Our newsletter hand-delivers its best bits to your inbox. The sultry, boudoir-like vibes help rank it among your best bets for getting checked out, and you can check into a room upstairs if things get intimate. So, scary man-eating cat-mourner that I am, I set off into the night to see what happens when a lady rolls into a hookup bar alone. And so, when I was asked to go to some of New York City's top hookup bars by myself for the sake of this experiment, I took all of those complicated and, frankly, embarrassing feelings along with me. But somehow, going to bars alone to relax has never made it into my regular rotation.
This is supposed to be the life of a woman alone at a bar. The grassy, spacious outdoor area of this bumping Williamsburg hangout is an apt setting for a cold Bud and a house burger, finished with pickled onions, American cheese and special sauce. You find yourself willing surroundings to change.
Its magic, like its namesake, is in the way it heightens awareness. Share on Facebook Tweet this article Pin it Email. Are New Yorkers post-horny?
Across the street from Phebe's is this stylish, less debacherous boite. Germain, ginger beer, swedish fish, and lime for Pisces season. She pictured Lydia trading risk for approval on a grand scale, hooking up with every dude she met, receiving confirmation that she wasn't one of the ugly ones.
Like, when you have to pee? See if anyone talks to you. There are velvety booths, but also a homemade arcade game called Yo Fight My Mans and erratic art, including red sneakers dangling from the ceiling.
While I had met funny bartenders and chill bartenders in the past, I had never before encountered so many male bartenders who treated me tenderly, like a puppy with its leg in a cast. Metallic, domed hair dryers and original salon-style chairs lined up against a wall make for a hyper-specific retro aesthetic. Hot dudes aside, the Levee's got Big Buck Hunter, a dirty unisex bathroom hello and the aforementioned cheese balls, tall guy dating so there's plenty to enjoy even if you're not getting laid. Apathy and disconnectedness run rampant in this metropolis.

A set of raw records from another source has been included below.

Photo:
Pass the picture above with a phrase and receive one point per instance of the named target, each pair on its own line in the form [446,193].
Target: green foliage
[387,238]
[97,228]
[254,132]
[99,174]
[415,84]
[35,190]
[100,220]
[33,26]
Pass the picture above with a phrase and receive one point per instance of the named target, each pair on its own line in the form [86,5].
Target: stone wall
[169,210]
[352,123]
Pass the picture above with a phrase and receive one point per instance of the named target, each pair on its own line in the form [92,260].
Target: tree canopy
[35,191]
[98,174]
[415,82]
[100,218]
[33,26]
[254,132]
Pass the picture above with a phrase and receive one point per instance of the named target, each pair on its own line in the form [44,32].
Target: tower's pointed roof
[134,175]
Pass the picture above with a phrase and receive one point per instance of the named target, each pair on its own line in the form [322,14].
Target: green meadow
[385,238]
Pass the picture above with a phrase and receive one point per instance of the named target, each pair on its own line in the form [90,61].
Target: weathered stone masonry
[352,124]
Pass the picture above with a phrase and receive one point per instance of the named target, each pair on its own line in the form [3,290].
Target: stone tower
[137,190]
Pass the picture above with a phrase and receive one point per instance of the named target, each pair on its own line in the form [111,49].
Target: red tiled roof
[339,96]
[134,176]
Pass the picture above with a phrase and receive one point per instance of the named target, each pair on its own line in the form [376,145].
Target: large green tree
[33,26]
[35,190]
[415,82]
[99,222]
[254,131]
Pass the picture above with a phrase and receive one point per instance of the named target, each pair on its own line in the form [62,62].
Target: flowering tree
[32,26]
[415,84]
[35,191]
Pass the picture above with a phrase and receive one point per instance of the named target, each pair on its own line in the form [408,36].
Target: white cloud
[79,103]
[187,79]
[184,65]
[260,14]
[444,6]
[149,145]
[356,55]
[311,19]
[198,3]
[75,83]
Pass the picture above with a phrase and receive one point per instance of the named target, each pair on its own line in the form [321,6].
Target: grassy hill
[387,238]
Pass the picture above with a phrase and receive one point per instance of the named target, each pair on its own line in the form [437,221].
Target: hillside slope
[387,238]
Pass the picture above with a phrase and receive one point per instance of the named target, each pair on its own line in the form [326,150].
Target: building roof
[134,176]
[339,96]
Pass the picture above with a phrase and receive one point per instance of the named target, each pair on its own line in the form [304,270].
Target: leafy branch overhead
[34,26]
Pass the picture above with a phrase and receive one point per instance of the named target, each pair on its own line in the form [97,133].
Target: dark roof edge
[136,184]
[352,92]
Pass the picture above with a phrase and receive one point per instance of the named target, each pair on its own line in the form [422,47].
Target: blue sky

And yet, in my own life, going to a bar alone feels unseemly. Start your night with Puerto Rican lasagna and juicy white sangria. Surely, this wouldn't be the site of yet another lonely humiliation, right? It sometimes feels like the subtle art of the random bar hook-up has fallen by the wayside in the Age of Tinder, which is pretty much just a bar on the Internet without the fun and the booze.